You're right, which.min returns 0 if x has no non-NAs. You can still use apply and which.min like this:

apply(data, 2, function(x) {if (all(is.na(x))) {NA}  else {which.min(x)} }) 

Answer 2

Note that calling apply on a data.frame causes the data.frame to be coerced to a matrix before the function is applied. You should use sapply (or vapply) instead, else you may get strange errors because all the columns of your data.frame get coerced to a common type (often character).

Just test if the length of the result of which.min is zero and return NA in that case.

> # if() evaluates to FALSE if length(wm) is 0 because as.logical(0) is FALSE
> sapply(data, function(x) if(length(wm <- which.min(x))) wm else NA)
 A  B  C 
 6 10 NA

Answer 3

The first example is not giving an NA value because it's detecting NAs in your vector and returning them as the min value, it's giving an NA because there are no numbers in column C of your data frame so it can't return a number to position 3 of the numeric vector min returns. which.min() returns a list of lists of positions of the minimum value:

str(apply(data, 2, which.min)[1])
List of 1
 $ A: int 6

And since there is no minimum value in column C it returns a list of length 0, giving you the integer(0) result.

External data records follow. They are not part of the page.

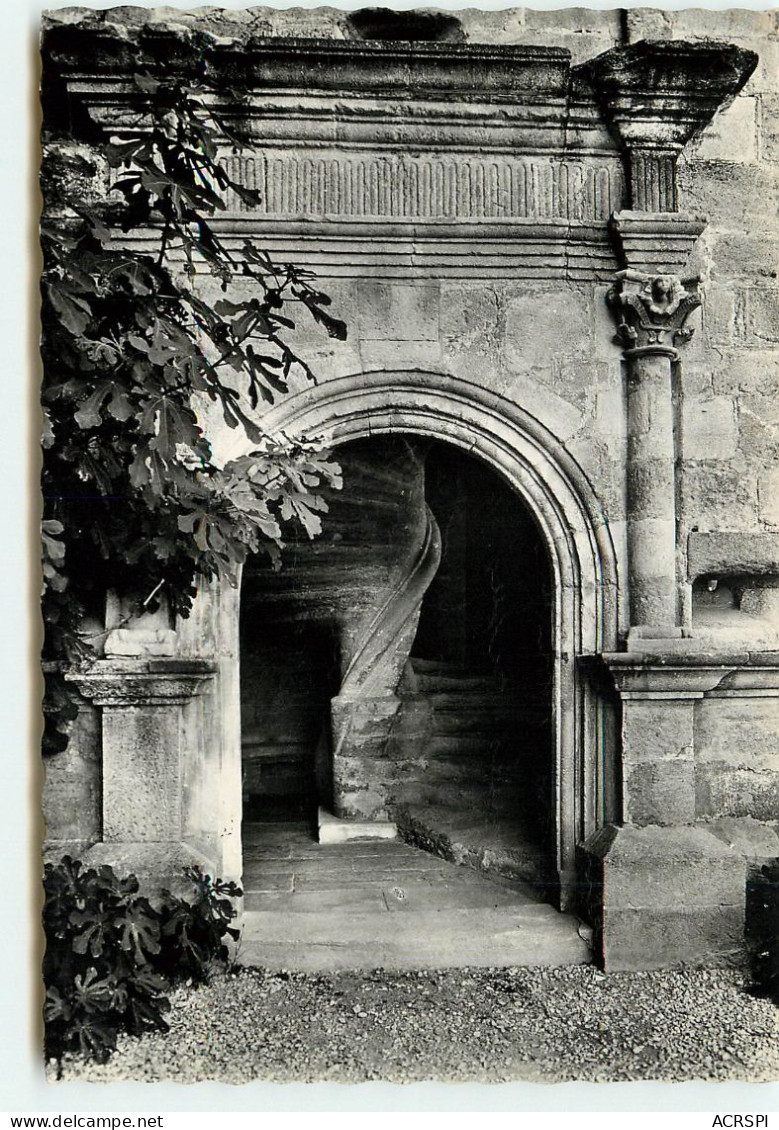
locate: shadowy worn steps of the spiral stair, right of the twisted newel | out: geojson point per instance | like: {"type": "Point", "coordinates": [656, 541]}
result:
{"type": "Point", "coordinates": [470, 792]}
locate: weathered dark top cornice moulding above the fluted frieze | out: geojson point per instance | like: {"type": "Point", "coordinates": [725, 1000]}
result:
{"type": "Point", "coordinates": [328, 93]}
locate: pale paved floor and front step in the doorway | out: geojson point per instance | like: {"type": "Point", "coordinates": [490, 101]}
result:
{"type": "Point", "coordinates": [376, 905]}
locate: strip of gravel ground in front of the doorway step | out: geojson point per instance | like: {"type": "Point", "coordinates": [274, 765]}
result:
{"type": "Point", "coordinates": [489, 1025]}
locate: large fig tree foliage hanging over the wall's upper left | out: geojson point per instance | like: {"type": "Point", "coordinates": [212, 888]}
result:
{"type": "Point", "coordinates": [151, 320]}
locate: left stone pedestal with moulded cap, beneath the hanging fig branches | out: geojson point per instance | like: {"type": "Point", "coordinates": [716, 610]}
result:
{"type": "Point", "coordinates": [143, 773]}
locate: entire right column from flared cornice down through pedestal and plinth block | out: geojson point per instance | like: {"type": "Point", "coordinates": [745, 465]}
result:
{"type": "Point", "coordinates": [661, 890]}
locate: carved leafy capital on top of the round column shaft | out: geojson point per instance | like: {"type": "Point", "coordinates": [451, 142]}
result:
{"type": "Point", "coordinates": [651, 311]}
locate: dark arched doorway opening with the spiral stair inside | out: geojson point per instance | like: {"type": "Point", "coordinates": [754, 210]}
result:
{"type": "Point", "coordinates": [457, 745]}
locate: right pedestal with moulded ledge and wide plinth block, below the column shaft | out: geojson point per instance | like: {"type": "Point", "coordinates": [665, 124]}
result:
{"type": "Point", "coordinates": [665, 890]}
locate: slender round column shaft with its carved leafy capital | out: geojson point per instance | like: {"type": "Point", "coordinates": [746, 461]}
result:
{"type": "Point", "coordinates": [651, 312]}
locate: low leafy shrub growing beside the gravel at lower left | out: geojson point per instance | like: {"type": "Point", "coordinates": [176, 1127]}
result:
{"type": "Point", "coordinates": [111, 955]}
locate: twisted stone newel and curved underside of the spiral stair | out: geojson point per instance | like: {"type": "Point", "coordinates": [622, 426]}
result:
{"type": "Point", "coordinates": [365, 577]}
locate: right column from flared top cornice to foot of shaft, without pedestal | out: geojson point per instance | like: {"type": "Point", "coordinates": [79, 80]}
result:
{"type": "Point", "coordinates": [657, 97]}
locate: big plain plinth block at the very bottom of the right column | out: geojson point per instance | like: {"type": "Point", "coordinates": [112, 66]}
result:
{"type": "Point", "coordinates": [665, 898]}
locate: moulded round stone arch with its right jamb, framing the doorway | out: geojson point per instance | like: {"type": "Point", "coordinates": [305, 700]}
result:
{"type": "Point", "coordinates": [572, 523]}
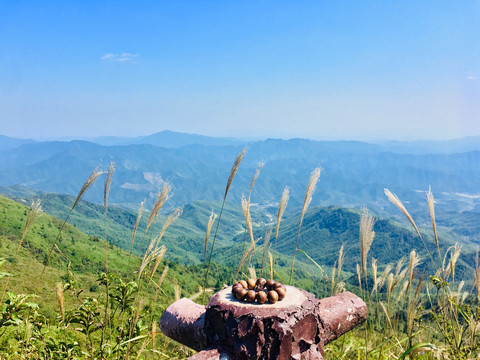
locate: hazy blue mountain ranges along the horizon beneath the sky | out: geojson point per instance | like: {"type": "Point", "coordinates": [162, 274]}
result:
{"type": "Point", "coordinates": [354, 173]}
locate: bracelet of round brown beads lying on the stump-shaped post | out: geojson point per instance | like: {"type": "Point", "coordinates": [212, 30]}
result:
{"type": "Point", "coordinates": [260, 290]}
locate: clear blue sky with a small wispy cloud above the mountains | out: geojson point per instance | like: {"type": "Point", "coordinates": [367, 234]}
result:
{"type": "Point", "coordinates": [362, 70]}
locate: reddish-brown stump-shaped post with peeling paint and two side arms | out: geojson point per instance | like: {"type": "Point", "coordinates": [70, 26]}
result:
{"type": "Point", "coordinates": [298, 327]}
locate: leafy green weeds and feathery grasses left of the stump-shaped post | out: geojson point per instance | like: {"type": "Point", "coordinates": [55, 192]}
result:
{"type": "Point", "coordinates": [115, 324]}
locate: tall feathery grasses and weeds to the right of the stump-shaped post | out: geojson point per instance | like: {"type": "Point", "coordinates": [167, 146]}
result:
{"type": "Point", "coordinates": [410, 317]}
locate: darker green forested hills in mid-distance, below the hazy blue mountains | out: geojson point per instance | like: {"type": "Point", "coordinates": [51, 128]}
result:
{"type": "Point", "coordinates": [322, 234]}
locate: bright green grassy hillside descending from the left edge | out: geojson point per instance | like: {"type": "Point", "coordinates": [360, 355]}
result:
{"type": "Point", "coordinates": [85, 253]}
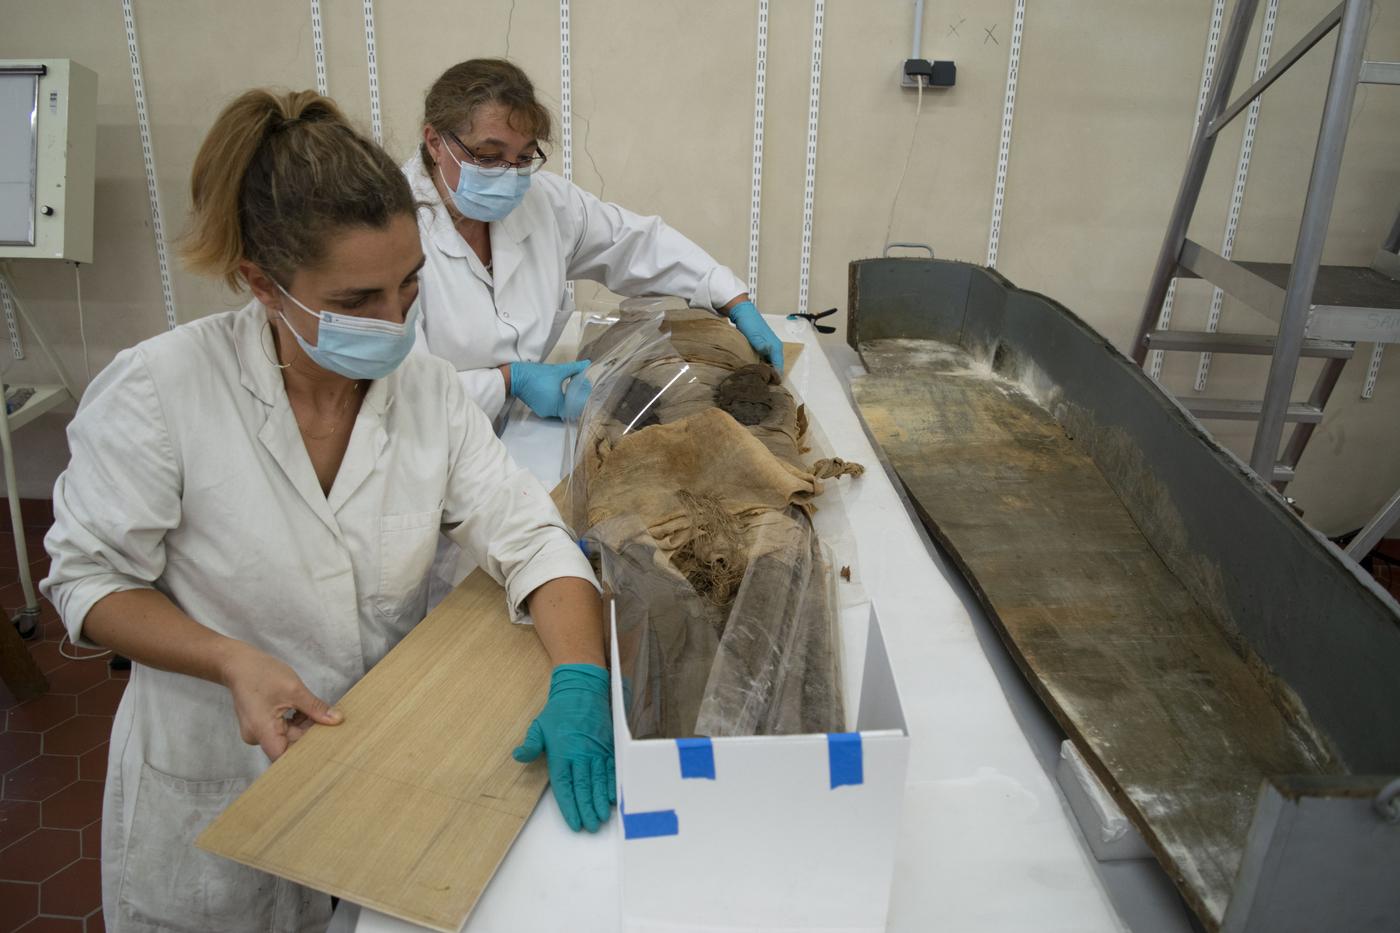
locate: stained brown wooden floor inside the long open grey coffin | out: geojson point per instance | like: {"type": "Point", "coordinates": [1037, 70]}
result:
{"type": "Point", "coordinates": [1178, 725]}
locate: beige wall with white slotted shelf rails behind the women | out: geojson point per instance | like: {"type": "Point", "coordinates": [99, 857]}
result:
{"type": "Point", "coordinates": [663, 121]}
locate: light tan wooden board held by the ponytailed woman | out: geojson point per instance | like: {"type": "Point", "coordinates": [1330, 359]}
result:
{"type": "Point", "coordinates": [411, 803]}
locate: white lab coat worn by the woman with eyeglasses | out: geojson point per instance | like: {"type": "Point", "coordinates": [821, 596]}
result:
{"type": "Point", "coordinates": [479, 320]}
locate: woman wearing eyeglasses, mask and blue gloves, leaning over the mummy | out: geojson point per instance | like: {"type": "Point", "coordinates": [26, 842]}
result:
{"type": "Point", "coordinates": [505, 239]}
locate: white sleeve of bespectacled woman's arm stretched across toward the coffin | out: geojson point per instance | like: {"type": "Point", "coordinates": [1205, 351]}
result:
{"type": "Point", "coordinates": [636, 256]}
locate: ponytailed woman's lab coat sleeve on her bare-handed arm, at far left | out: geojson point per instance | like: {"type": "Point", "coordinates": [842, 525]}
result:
{"type": "Point", "coordinates": [118, 497]}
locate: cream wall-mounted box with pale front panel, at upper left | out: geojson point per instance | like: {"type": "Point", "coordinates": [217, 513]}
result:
{"type": "Point", "coordinates": [48, 159]}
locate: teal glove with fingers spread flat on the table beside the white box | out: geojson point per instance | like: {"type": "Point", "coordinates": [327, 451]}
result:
{"type": "Point", "coordinates": [575, 732]}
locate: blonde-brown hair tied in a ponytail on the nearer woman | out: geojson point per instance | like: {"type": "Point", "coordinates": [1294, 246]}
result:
{"type": "Point", "coordinates": [276, 174]}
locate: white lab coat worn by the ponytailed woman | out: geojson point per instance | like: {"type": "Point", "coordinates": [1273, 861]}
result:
{"type": "Point", "coordinates": [190, 476]}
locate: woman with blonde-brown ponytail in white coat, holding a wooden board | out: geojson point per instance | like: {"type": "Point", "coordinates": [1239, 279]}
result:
{"type": "Point", "coordinates": [253, 505]}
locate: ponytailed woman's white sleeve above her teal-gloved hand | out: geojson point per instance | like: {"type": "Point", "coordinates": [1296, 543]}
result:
{"type": "Point", "coordinates": [502, 516]}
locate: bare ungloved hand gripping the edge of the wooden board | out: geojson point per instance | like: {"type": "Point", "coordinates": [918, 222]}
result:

You workaround is fine if that's what you're trying to do. Alternatively you could just wrap the whole thing in a function

whichMinNAs <- function(x){
  if(FALSE %in% is.na(x)){
    return(which.min(x))
  } else {
    return(NA)
  }
}

apply(data, 2, whichMinNAs)

 A  B  C 
 6 10 NA

Answer 4

Here is an example of a work-around:

apply(data, 2, FUN=function(x) ifelse(length(test<-which.min(x))>0, test, NA))

> apply(data, 2, FUN=function(x) ifelse(length(test<-which.min(x))>0, test, NA))
 A  B  C 
 6 10 NA